Analysis of Book Data from Amazon

Clayton Durkin, Hyen-Tyae Jeong, Thomas Geisler

The internet has allowed consumers to easily rate many different kinds of products and services including restaurants, Uber drivers, pop albums, and hotel rooms. These ratings allow other consumers to determine whether or not to pay a particular price for these products and services. During the current COVID-19 pandemic, the combination of more free time and having to spend much of that extra free time at home has resulted in many people reading more books than they previously have. A recent survey by Global English Editing suggests that 35% of people worldwide have read more books than usual over the past year while 14% have read significantly more than usual (https://geediting.com/world-reading-habits-2020/). Accordingly, it has become more important for people to be able to accurately determine whether they will enjoy a book before committing to buy it.

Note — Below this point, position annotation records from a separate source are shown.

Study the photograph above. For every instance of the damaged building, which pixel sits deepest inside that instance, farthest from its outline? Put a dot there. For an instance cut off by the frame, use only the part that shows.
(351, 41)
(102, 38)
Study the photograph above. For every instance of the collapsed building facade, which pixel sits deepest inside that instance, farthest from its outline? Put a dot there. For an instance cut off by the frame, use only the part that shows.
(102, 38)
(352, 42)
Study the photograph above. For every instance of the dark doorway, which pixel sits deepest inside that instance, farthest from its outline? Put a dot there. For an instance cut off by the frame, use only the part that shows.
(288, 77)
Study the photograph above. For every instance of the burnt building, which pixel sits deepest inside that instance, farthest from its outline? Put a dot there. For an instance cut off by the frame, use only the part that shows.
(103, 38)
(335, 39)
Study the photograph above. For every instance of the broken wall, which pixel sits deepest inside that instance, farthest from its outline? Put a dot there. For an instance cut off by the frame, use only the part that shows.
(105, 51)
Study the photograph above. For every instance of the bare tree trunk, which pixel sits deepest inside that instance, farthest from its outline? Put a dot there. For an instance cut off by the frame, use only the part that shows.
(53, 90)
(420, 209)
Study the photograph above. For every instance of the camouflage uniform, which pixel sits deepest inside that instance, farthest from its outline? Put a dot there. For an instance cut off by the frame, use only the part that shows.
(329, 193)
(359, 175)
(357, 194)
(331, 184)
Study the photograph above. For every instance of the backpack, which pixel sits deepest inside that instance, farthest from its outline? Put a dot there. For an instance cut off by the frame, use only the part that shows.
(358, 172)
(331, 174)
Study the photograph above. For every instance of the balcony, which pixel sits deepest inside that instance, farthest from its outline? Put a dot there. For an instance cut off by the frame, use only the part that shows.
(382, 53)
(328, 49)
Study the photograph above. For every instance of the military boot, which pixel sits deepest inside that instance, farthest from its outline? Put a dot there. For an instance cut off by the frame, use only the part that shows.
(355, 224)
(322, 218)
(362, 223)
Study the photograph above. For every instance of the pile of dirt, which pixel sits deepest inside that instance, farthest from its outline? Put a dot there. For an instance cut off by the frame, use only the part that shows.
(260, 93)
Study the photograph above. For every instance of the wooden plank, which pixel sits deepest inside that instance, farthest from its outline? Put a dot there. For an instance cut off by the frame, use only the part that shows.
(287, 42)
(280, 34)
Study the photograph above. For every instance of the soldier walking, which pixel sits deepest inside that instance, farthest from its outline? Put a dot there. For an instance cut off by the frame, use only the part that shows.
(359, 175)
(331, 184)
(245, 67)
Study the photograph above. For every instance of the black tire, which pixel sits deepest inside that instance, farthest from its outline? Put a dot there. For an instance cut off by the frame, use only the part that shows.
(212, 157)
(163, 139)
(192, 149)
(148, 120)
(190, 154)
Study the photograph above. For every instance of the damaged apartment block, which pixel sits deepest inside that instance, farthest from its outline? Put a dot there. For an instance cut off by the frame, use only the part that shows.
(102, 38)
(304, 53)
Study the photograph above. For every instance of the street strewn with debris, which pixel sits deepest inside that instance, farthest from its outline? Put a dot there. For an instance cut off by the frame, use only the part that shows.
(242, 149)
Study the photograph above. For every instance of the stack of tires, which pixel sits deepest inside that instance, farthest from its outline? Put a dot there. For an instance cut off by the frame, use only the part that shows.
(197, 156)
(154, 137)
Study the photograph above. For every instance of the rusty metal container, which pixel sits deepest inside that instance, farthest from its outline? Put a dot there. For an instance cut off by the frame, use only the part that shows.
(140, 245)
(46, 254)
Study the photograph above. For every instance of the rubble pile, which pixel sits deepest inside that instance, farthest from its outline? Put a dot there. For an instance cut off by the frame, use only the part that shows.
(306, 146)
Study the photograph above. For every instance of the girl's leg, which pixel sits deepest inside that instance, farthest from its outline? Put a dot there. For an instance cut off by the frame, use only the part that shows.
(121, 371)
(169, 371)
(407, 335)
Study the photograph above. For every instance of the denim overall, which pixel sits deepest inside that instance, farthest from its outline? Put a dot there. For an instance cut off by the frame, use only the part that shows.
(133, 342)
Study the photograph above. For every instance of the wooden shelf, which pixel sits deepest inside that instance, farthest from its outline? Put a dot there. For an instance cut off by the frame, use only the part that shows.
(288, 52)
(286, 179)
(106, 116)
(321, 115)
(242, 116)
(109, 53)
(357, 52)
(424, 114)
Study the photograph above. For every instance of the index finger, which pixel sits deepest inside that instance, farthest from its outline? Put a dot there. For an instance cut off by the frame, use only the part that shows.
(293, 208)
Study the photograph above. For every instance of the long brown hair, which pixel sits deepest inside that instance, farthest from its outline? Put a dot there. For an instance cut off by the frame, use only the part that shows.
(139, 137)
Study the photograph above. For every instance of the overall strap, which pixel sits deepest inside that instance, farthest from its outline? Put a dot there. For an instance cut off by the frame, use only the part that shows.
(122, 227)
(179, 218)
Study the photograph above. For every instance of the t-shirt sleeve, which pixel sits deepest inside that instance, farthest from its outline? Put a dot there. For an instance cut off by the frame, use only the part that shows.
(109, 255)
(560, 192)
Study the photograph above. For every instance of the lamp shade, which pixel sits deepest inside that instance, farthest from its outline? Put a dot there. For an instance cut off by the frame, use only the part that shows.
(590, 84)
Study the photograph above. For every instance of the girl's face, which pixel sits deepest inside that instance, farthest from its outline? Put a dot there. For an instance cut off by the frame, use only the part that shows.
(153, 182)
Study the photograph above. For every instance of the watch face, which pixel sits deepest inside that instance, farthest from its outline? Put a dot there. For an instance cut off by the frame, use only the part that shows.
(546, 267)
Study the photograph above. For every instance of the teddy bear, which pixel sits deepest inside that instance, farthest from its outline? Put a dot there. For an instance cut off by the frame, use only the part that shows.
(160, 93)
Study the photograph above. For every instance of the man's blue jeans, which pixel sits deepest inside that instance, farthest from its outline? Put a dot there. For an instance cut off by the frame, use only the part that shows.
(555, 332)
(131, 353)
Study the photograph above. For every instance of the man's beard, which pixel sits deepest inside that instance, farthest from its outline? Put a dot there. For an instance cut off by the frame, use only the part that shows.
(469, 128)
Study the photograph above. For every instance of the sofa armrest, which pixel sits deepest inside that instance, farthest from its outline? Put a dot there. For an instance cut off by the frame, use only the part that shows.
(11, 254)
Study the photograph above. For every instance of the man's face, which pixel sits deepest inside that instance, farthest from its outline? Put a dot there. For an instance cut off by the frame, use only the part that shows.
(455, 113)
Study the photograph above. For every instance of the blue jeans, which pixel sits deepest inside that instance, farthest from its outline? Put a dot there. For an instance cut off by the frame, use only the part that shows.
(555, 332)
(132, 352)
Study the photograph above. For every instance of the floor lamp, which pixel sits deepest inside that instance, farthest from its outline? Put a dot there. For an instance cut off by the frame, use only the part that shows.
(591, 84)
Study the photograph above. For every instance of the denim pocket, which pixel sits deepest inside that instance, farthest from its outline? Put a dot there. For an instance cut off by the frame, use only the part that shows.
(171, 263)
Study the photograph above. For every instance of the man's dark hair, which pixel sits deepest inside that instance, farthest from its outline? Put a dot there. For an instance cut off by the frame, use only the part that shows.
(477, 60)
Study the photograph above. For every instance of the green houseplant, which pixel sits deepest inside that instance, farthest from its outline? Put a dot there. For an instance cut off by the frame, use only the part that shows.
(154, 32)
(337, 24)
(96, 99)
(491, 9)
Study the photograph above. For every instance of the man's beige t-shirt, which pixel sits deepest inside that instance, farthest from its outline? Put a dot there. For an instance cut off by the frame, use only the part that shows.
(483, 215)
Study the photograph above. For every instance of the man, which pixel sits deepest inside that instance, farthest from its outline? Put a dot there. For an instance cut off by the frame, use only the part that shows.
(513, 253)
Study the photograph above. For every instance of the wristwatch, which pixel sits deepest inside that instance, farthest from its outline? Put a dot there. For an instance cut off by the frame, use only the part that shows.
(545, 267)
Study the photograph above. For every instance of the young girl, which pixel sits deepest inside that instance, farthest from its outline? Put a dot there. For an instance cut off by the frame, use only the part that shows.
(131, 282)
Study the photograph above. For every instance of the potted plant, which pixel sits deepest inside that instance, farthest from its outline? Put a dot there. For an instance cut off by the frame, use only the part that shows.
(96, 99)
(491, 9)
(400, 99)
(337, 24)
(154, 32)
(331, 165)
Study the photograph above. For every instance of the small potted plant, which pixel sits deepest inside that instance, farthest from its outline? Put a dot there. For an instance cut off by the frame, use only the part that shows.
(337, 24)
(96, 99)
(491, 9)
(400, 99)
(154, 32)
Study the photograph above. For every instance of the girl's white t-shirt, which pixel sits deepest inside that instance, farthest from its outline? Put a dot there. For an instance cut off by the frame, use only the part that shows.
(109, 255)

In this project, we will analyze open-source data about the top 50 bestselling books on Amazon every year from 2009 - 2019. We want to investigate the relationship between book rating and book price as well how prices and ratings have changed over the relevant timeframe.

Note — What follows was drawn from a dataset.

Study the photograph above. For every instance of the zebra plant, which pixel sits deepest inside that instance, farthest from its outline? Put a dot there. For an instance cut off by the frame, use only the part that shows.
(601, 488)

We restrict our data to the top 50 bestselling books to eliminate outlier data consisting of many books that are poorly rated. Our data set includes book metadata (name, author, genre, year), average user rating, how many reviews created that rating, and the price of that book on Amazon. Genre is actually a simplified category identifying each book as either fiction or non-fiction. Lastly, some of the authors in the dataset are not individuals but are organizations that have written and published books, such as the American Psychological Association. Below is a sample of the dataset.

In [2]:
a_data.head()
Out[2]:
name author rating reviews price year genre
1 10-Day Green Smoothie Cleanse JJ Smith 4.7 17350 8 2016 Non Fiction
2 11/22/63: A Novel Stephen King 4.6 2052 22 2011 Fiction
3 12 Rules for Life: An Antidote to Chaos Jordan B. Peterson 4.7 18979 15 2018 Non Fiction
4 1984 (Signet Classics) George Orwell 4.7 21424 6 2017 Fiction
5 5,000 Awesome Facts (About Everything!) (Natio... National Geographic Kids 4.8 7665 12 2019 Non Fiction

Part 1: Price Versus Rating

First, we will try to determine if there is any correlation between rating and price. We hypothesize that more highly rated books would be in higher demand and would thus demand higher prices. Here is a violin plot of book price versus book rating.

In [3]:
fig, ax = plt.subplots(figsize=(14,8.65))
ax = sns.violinplot(x="rating", y="price", data=a_data, color='lightseagreen')
plt.xlabel("User Rating", size=14)
plt.ylabel("Price ($)", size=14)
plt.title("Top 50 Amazon Book Prices vs. Ratings (2009 - 2019)", size=16)
plt.show()

The violin plot does not actually confirm or deny our hypothesis. To determine whether a correlation exists between price and rating, we'll perform regression analysis. We'll also go ahead and make a scatter plot of the data with the regression line.

In [4]:
X = a_data['rating'].values
y = a_data['price'].values
X_train, X_test, y_train, y_test = train_test_split(X, y, test_size=0.2, random_state=0)
model = LinearRegression().fit(X_train.reshape(-1,1), y_train)
coef50 = round(model.coef_[0], 3)
intercept50 = round(model.intercept_, 3)
print('Linear regression model given by:')
print('y = {}x'.format(coef50), end='')
if (intercept50 < 0):
    print(' - {}'.format(abs(intercept50)))
else:
    print(' + {}'.format(intercept50))
fig, ax = plt.subplots(figsize=(14,8.65))
plt.xlabel("User Rating", size=14)
plt.ylabel("Price ($)", size=14)
plt.title("Top 50 Amazon Book Prices vs. Ratings (2009 - 2019) w/ Regression", size=16)
ax.scatter(X,y)
x_lin = np.linspace(np.amin(X), np.amax(X), 100)
y_lin = intercept50 + (coef50 * x_lin)
plt.plot(x_lin, y_lin, color='red')
plt.show()

Linear regression model given by:
y = -5.64x + 38.734

So, our hypothesis was wrong! Even though there is a correlation between rating and price, it is actually in the opposite direction of what we expected. For each 1-point increase in average user rating, book prices decrease by \$5.64.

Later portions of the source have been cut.